L’AFA reprochait à Imerys de ne pas avoir respecté ses recommandations ainsi que les prescriptions de sa doctrine interne. Or, à juste titre, la Commission a rejeté tout manquement en considérant que seule la méconnaissance des dispositions de l’article 17 de la loi Sapin 2 exposait les sociétés et leurs dirigeants à des sanctions.
Il résulte de cette décision plusieurs enseignements utiles sur l’élaboration de la cartographie des risques :
- Sur le panel de fonctions et métiers impliqués dans l’identification des risques, la Commission a estimé que les sociétés sont libres de retenir les fonctions et les métiers ou les sites qui leur paraissent représentatifs de leurs activités ou encore les responsables qui leur paraissent aptes à exprimer des avis utiles sur les scénarios de risque sans qu’il soit nécessaire de consulter la totalité des fonctions et métiers de Imerys ;
- Sur la granularité de la cartographie des risques, la Commission est d’avis qu’une société qui justifie son choix de ne pas traiter de façon particulière un pays ou un site, ne s’éloigne de la recommandation de l’Agence, qui n’impose aucun niveau de granularité prédéfini, que si elle ne peut pas démontrer que cette situation résulte d’un choix fondé sur une analyse précise de sa chaîne de valeurs et de ses activités propres ;
- Sur la hiérarchisation des risques, la Commission a énoncé que les sociétés ne sont pas tenues de hiérarchiser les risques en fonction de seuils d’admissibilité dès lors que les risques sont déjà hiérarchisés par ordre de priorité ;
- Sur l’élaboration d’un plan d’action, la Commission a rappelé que cette exigence n’est pas prévue par la Loi et que par conséquent, aucun manquement ne pouvait être reproché à Imerys ;
- Enfin, la Commission a estimé qu’il ne peut être valablement fait grief à Imerys de ne pas avoir procédé à une mise à jour annuelle de la cartographie des risques, une telle exigence n’étant pas prévue par la Loi.
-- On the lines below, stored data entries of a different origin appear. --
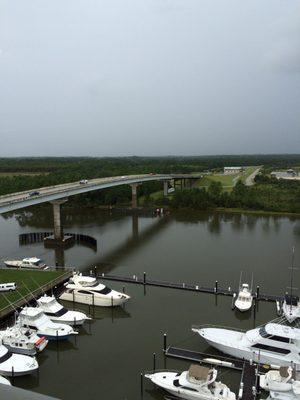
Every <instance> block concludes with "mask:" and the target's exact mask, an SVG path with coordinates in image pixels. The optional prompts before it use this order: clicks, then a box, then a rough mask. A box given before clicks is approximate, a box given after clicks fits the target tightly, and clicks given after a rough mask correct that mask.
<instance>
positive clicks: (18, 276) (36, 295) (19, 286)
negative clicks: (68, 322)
mask: <svg viewBox="0 0 300 400" xmlns="http://www.w3.org/2000/svg"><path fill="white" fill-rule="evenodd" d="M68 274H69V271H31V270H28V271H25V270H9V269H0V282H1V283H8V282H15V283H16V284H17V290H15V291H13V292H0V316H2V315H3V314H6V313H7V312H9V311H11V309H13V306H12V305H11V304H14V305H15V306H20V303H22V302H23V300H24V298H26V299H27V298H30V297H32V294H33V295H34V296H38V295H40V293H41V292H42V290H41V288H43V289H44V290H49V289H51V287H53V286H55V285H57V284H59V283H60V282H62V281H63V280H64V279H66V278H67V277H68Z"/></svg>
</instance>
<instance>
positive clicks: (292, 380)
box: [259, 367, 300, 400]
mask: <svg viewBox="0 0 300 400" xmlns="http://www.w3.org/2000/svg"><path fill="white" fill-rule="evenodd" d="M259 385H260V387H261V388H262V389H264V390H266V391H268V392H270V396H269V398H271V399H279V400H289V399H290V400H297V399H298V400H299V398H300V380H297V379H296V372H295V371H293V368H292V367H280V368H279V370H271V371H269V372H267V373H266V374H264V375H260V376H259Z"/></svg>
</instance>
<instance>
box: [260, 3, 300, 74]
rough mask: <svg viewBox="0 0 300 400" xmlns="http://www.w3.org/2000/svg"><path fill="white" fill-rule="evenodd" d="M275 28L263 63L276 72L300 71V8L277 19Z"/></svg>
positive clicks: (288, 72)
mask: <svg viewBox="0 0 300 400" xmlns="http://www.w3.org/2000/svg"><path fill="white" fill-rule="evenodd" d="M273 28H275V29H274V32H273V35H272V36H273V40H272V43H271V44H270V47H269V49H268V50H267V51H266V52H265V54H264V56H263V64H264V65H265V66H267V67H268V68H270V69H272V70H273V71H275V72H282V73H296V74H298V73H300V8H297V9H296V10H295V12H294V13H292V14H289V15H288V16H285V17H282V18H281V19H280V20H278V21H276V23H275V24H274V25H273Z"/></svg>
La Commission a considéré que l’AFA n’avait pas démontré pourquoi le cycle de quatre années adopté par Imerys ne serait pas pertinent.
Sur le code de conduite, l’AFA reprochait à Imerys qu’il n’était pas conforme aux dispositions de l’article 17 de la Loi.
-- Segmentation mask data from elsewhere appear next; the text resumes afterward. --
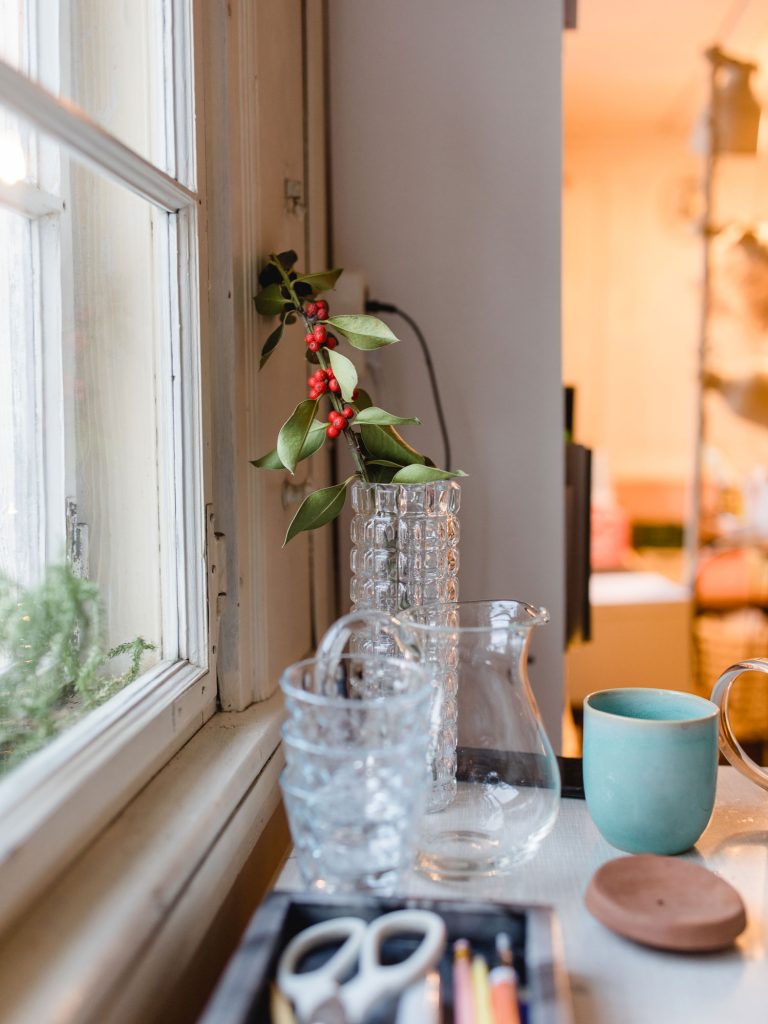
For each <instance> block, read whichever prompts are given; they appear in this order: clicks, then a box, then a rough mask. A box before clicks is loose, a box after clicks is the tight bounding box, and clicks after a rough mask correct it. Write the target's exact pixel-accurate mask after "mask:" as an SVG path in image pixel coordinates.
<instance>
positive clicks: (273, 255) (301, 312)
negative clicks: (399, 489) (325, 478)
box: [269, 255, 371, 483]
mask: <svg viewBox="0 0 768 1024" xmlns="http://www.w3.org/2000/svg"><path fill="white" fill-rule="evenodd" d="M269 259H270V262H271V263H272V264H273V265H274V266H276V268H278V270H279V271H280V275H281V278H282V279H283V284H284V285H285V286H286V288H287V289H288V291H289V293H290V296H291V301H292V302H293V304H294V306H295V308H296V312H297V313H298V314H299V316H301V318H302V319H303V321H304V327H305V329H306V333H307V334H310V333H311V330H312V326H311V324H310V323H309V319H308V317H307V315H306V313H305V312H304V306H303V303H302V302H301V301H300V300H299V297H298V296H297V295H296V292H295V291H294V287H293V282H292V281H291V279H290V278H289V276H288V274H287V273H286V268H285V267H284V266H283V264H282V263H281V261H280V260H279V259H278V257H276V256H274V255H270V257H269ZM317 360H318V362H319V365H321V367H323V369H324V370H330V369H331V364H330V359H329V357H328V355H327V353H326V352H324V351H319V352H318V353H317ZM328 395H329V397H330V399H331V404H332V406H333V407H334V409H335V410H336V411H337V413H342V410H343V409H344V404H343V402H342V401H341V399H340V398H338V397H337V396H336V395H335V394H334V393H333V392H332V391H329V392H328ZM342 415H343V414H342ZM343 433H344V439H345V440H346V442H347V446H348V449H349V454H350V456H351V457H352V462H353V463H354V465H355V468H356V470H357V472H358V473H359V475H360V479H362V480H364V481H365V482H366V483H370V482H371V478H370V477H369V475H368V470H367V468H366V458H365V456H364V455H362V450H361V447H360V439H359V436H358V434H357V431H356V430H353V429H352V428H351V427H347V428H346V429H345V430H344V432H343Z"/></svg>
Dans sa décision, la Commission a rappelé que le code de conduite devait être un document ou un ensemble de documents regroupant, de manière lisible pour l’ensemble du personnel des préconisations, obligations et interdictions de nature comportementale propres à prévenir la commission de faits susceptibles de caractériser des actes de corruption ou de trafic d’influence.
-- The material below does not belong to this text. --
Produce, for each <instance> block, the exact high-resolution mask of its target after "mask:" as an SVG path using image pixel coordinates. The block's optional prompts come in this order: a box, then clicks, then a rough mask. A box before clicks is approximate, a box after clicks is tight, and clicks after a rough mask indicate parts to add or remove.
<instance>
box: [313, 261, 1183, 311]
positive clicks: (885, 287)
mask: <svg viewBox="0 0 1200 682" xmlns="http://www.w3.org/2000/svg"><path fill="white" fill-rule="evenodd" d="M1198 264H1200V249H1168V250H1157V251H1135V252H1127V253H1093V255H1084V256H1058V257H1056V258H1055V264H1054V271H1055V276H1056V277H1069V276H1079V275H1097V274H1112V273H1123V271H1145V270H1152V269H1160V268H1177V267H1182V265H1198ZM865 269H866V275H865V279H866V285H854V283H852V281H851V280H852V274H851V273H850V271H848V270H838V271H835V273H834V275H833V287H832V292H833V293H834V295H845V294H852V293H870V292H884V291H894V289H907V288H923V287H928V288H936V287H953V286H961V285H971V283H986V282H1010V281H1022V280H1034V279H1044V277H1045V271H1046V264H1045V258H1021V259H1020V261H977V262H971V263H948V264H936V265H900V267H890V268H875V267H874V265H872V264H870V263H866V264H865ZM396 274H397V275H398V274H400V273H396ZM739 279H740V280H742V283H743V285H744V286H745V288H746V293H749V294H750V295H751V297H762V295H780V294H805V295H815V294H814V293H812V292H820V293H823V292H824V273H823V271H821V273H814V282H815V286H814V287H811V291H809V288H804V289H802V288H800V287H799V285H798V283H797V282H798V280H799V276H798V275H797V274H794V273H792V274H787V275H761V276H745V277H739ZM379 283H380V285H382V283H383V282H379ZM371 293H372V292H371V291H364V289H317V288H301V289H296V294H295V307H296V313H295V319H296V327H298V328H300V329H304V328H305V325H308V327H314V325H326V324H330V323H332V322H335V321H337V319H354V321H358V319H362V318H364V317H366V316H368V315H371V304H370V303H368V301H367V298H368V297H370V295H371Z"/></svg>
Ces documents doivent mentionner qu’ils constituent « le code de conduite » exigé par la Loi et doivent être annexés aux règlements intérieurs des entités françaises.
En l’occurrence, la Commission a constaté que Imerys ne disposait que d’un code éthique ne contenant pas toutes les rubriques exigées par la Loi et que le renvoi par lien hypertexte à un programme anticorruption plus complet n’était pas conforme dans la mesure où ce programme n’avait pas été intégré aux règlements intérieurs des entités. La Commission a donc constaté un manquement.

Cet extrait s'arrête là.